Patrick De Haan over at GasBuddy is calling this the most volatile summer at the pump in years, and the projections back him up. Gas is expected to average $4.80 a gallon between now and Labor Day, with a real chance of testing the all-time record of $5.02 if things get worse in the Middle East.
The thing pushing this is the Strait of Hormuz. Roughly a fifth of the world's oil flows through that narrow waterway, and with the Iran conflict bringing tanker traffic to a near standstill, the supply side is squeezed harder than it has been in years. Refineries can only do so much when the crude isn't moving. Every week the strait stays jammed, the pump number climbs a little more.
You'd think record prices would chase people off the road, but they didn't. AAA tracked 45 million Americans traveling at least 50 miles over the holiday weekend, the highest count ever recorded. 87% of them drove. The honest read on that is most people just decided high gas was the price of admission for the first real weekend of summer.

So what actually helps?
A lot of "gas saving" gadgets and additives floating around online don't do anything. The little magnets you clip to your fuel line, the pills you drop in your tank, the air-intake gizmos sold on social media, save your money. Independent testing has rinsed these claims for years.
Boring stuff works instead. Tire pressure is the easiest free MPG you can get. Underinflated tires can cut fuel economy by 3 to 5 percent, and most people are driving on at least one soft tire without realizing it. Check it cold, first thing in the morning, before the sun warms the pavement.
After that, lighten up. The roof rack from your ski trip is still up there, the cargo box is still empty, and both are pulling 2 to 5 MPG off you at highway speed. Take them down when you're not using them. Same goes for that toolbox or cooler living in the trunk year-round.
Driving style is the biggest one and the hardest one to actually change. Aggressive acceleration and hard braking can drop highway mileage 15 to 30 percent. Cruise control on flat stretches helps. So does anticipating stops so you can coast instead of stomping the brake.

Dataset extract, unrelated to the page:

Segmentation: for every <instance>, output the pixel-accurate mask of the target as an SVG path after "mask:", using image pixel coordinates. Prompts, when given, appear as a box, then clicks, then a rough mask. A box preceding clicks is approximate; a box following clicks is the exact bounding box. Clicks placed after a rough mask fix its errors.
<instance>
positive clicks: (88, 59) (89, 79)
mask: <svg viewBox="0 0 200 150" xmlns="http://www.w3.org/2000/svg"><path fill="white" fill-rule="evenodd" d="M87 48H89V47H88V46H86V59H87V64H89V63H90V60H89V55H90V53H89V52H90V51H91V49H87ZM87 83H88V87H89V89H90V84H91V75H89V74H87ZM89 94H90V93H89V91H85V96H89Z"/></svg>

If you've got a flexible commute, even a small shift away from peak traffic saves real money. Idling burns roughly a quarter gallon an hour. Five minutes here and there at lights adds up across a week.
And before your next road trip, just shop around. GasBuddy and Waze both show real-time prices, and the spread between the cheapest and most expensive station in the same zip code can be 30 cents a gallon or more.
The summer is going to be what it's going to be. The Strait of Hormuz isn't reopening on your schedule, and neither is OPEC. But you can shave 10 to 15 percent off your fuel bill just by getting your tire pressure right, cleaning out the trunk, and easing off the throttle. That's not nothing when you're staring down a $4.80 average for the next three months.